Born in 1966, the Jensen Interceptor combined Italian styling, British Luxury, and an American V8 to create the quintessential gentleman’s sports car of the 1960s. What would this perfect sports car recipe of the 1960s look like in 2019? Well, through the power of Photoshop we have our stunning answer. 

During its short production run from 1966 to 1976, the Interceptor became a style icon elevating Jensen which was based in West Bromwich outside Birmingham, to compete with the likes of Aston Martin. Although Jensen did not survive until today, the classic Italian designed body makes for a gorgeous design study. The clean lines of this 2+2 Coupe start at the quad headlights and finally end at the large rear greenhouse. 

Gallery: Jensen Interceptor gets 2019 remake in photoshop

The body of the Interceptor was penned by the craftsmen at Italian coachbuilders, Touring and early cars were hand-built in Italy at Vignale, before production moved the Jensen factory. Initially, power came from a 6.3-litre Chrysler V8 produced around 335 bhp, which was good for a top speed of 135 mph. Although a manual transmission was offered, most Interceptors were sold with a Torqueflite automatic transmission.
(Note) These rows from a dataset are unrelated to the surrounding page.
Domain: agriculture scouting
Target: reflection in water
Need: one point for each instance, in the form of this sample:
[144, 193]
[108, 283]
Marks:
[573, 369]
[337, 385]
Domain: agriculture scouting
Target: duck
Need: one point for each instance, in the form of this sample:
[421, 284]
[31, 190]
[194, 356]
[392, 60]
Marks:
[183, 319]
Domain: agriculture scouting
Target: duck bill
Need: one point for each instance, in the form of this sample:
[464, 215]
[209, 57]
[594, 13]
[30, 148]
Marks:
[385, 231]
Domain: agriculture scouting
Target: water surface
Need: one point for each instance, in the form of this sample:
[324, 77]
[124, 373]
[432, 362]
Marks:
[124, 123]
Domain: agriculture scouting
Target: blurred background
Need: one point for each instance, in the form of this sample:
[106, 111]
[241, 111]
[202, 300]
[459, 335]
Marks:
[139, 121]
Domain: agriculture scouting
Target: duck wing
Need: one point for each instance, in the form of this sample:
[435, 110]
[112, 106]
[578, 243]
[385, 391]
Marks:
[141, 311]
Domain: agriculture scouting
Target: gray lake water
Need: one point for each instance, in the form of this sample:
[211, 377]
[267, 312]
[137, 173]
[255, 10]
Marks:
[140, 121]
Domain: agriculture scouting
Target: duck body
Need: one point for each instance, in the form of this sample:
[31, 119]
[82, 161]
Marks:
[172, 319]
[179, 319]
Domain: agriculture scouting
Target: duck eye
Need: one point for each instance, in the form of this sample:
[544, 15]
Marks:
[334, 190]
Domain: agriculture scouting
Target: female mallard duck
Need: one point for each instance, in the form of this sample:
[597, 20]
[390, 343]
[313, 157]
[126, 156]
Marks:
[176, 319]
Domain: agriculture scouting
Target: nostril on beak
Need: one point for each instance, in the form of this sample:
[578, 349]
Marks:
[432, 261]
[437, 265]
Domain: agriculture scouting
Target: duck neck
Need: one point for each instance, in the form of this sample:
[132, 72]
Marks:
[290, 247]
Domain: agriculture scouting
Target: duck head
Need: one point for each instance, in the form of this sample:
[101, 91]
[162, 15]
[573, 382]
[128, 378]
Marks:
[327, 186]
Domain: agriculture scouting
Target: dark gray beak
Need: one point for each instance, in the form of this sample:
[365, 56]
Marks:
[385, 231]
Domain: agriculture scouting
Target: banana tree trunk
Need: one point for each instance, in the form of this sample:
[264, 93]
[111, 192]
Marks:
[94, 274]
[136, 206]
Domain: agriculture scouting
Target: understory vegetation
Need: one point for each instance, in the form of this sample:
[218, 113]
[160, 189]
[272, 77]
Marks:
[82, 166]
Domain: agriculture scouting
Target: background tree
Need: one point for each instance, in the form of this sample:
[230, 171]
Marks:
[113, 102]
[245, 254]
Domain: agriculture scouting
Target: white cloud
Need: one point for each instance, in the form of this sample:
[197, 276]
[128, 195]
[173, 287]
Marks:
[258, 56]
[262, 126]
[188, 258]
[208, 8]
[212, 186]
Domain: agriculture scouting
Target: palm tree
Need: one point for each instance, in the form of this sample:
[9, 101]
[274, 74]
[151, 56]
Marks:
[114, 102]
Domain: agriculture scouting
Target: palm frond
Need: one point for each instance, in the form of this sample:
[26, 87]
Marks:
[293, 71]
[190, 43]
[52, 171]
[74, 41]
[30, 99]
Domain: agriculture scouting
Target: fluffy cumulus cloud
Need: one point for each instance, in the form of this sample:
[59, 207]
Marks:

As time went on, the Interceptor evolved from the MKI, which was sold from 1966-1969 to the more powerful MKII that saw sales from 1969-1971. With the introduction of the MKII, Jensen added power steering, power brakes, and even power windows. The biggest news, however, was the introduction of not one but two 7.2-litre V8s in 1971. The first 7.2-litre V8 made do with only 305 bhp while the optional more powerful 7.2-litre V8 featured 6-barrel carburettors to produce 330 bhp.

The final MKIII Interceptor, produced from 1971 to 1976, saw the introduction of a detuned 7.2-litre V8 as the oil crisis took its toll on the big-block American V8. Horsepower wasn’t the only casualty of the oil crisis, as the Interceptor ceased production in 1976. Today we remember this unique car with a modern re-imagining through the art of Photoshop.